Photo courtesy of Sede – Central de Whisky facebook

In the same vein, San Telmo is going to be barely noticeable of its current self a few years down the road. The recently opened vegetarian café General Strike (almond milk on everything) and Café Z finally offer a much needed recluse from Coffeetown. The market itself is unrecognizable and the haphazard curation of new market stands have led to some amazing new spots, most notably wine bar Nilson and downright offensive ones, like a cherry red hamburger stand and an equally tacky Hawaiian French fry shop that looks like a Tommy Bahama hangover. Across the neighborhood, there have been a number of closures in the last few months, like Los Infernales and ice cream queen Nonna Bianca, fingers crossed new spaces respect the neighborhood’s bohemian vibes.
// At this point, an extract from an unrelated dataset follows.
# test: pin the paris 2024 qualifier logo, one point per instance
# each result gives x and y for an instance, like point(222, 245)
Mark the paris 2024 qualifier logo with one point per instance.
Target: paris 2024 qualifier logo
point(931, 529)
In 2019, expect more one off grassroots restaurants interrupting the conservative palates of neighborhoods like Caballito and Boedo, and for Paternal, where art galleries and artists’ studios are already actively taking root, beginning to resemble Villa Crespo.
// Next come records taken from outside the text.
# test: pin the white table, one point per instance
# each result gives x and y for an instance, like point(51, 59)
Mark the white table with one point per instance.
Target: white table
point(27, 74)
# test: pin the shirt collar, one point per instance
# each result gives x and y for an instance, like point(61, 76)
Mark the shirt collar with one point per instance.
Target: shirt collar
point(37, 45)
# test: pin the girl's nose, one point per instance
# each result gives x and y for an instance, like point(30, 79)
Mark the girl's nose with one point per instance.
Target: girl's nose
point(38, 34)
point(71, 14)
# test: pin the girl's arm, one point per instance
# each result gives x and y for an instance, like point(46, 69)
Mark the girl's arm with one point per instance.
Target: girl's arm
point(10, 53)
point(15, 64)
The Death of the Puerta Cerrada

The number of closed door restaurants will continue to dwindle but pop-ups are going to be big in 2019. For cooks without the capital to open up their own spot, pop-ups are a great way to build a brand and feel the market. We will likely be seeing more of them from up and coming projects, ala Pita Madre, MASA (hey, that’s me!), ULUA and Nero as well as spaces dedicated specifically to the pop-up like Kurhaus, Oculta and Salu, and cooks using the pop-up to expand their market, like the cooks at Florentin, Asato and Marina Lis Ra of Niño Gordo.

Vegetable-Forward, Small Plates Everywhere

If you are curious about what is going to develop on the north side of Cordoba, look no further than the restaurants that edged their way onto Latin America’s 50 Best. Narda Comedor wasn’t a total shocker but my favorite experimental-sorta-Southeast-Asian-Argentine-hyper-casual-just-don’t-give-a-fuck Gran Dabbang sure was considering the organization’s conservative track record. 2018 openings like Anafe, LUPA and Lardo & Rosemary demonstrated that casual small plate spots are on the up, and in the case of the latter two, are proving you can snack on something besides papas bravas in a bar.
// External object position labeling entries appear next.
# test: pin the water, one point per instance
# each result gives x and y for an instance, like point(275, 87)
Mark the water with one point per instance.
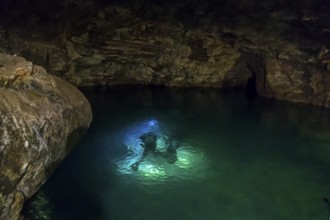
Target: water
point(233, 159)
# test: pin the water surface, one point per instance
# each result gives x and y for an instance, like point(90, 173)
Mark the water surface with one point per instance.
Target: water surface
point(234, 159)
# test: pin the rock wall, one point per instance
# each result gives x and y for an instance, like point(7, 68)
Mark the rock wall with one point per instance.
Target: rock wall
point(41, 118)
point(283, 44)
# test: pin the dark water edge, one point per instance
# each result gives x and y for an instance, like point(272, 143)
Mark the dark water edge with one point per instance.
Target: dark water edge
point(238, 158)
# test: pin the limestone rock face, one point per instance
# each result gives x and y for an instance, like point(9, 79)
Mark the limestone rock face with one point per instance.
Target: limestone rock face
point(283, 45)
point(41, 118)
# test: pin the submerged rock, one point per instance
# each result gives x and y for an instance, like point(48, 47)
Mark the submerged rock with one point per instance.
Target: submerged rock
point(41, 118)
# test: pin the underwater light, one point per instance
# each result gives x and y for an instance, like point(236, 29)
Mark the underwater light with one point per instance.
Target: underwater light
point(151, 170)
Burgers and Beer Are Here to Stay

Not even a decade ago, going out to grab a good burger was an impossible wish. Now, it is everywhere and I fucking hate it. I have been predicting the death of the *bad* burger since 2017 and have to finally admit to myself that it isn’t going anywhere. When crisis hits and wallets shrink, people go for the safest bet—picky palates, especially. Expect the hamburgueseria business model to continue to copy-paste into the furthest reaches of the city. Cross your fingers that the scene continues to refine and takes the lead of spots like La Birra, Fat Broder and Burgertify. More breweries will likely continue to pop up but expect growler stations to take over the city landscape.

Rappi and Glovo Suck a Fat One but We Just Can’t Let Them Go

Rappi and Glovo felt like divine intervention in a decidedly boring delivery city—initially. It’s a win-win for everyone. Restaurants have more earnings potential and you can get a cheeseburger without having to take an Uber to Palermo. The cost? $35ish pesos and a disregard for basic human decency, ie. being super chill with taking advantage of mostly desperate immigrants working abhorrent conditions with zero benefits and a company that won’t give them the fucking delivery box let alone recognize them as actual employees.

My guess: Rappi and Glovo are going to have a lot of influence on restaurant closures and possibly of openings, too. In the midst of the crisis restaurants are going to continue to take on the service and potentially make way for spikes in the casual, fast eateries that fit into the Rappi-Glovo model while creating further struggle for small neighborhood joints.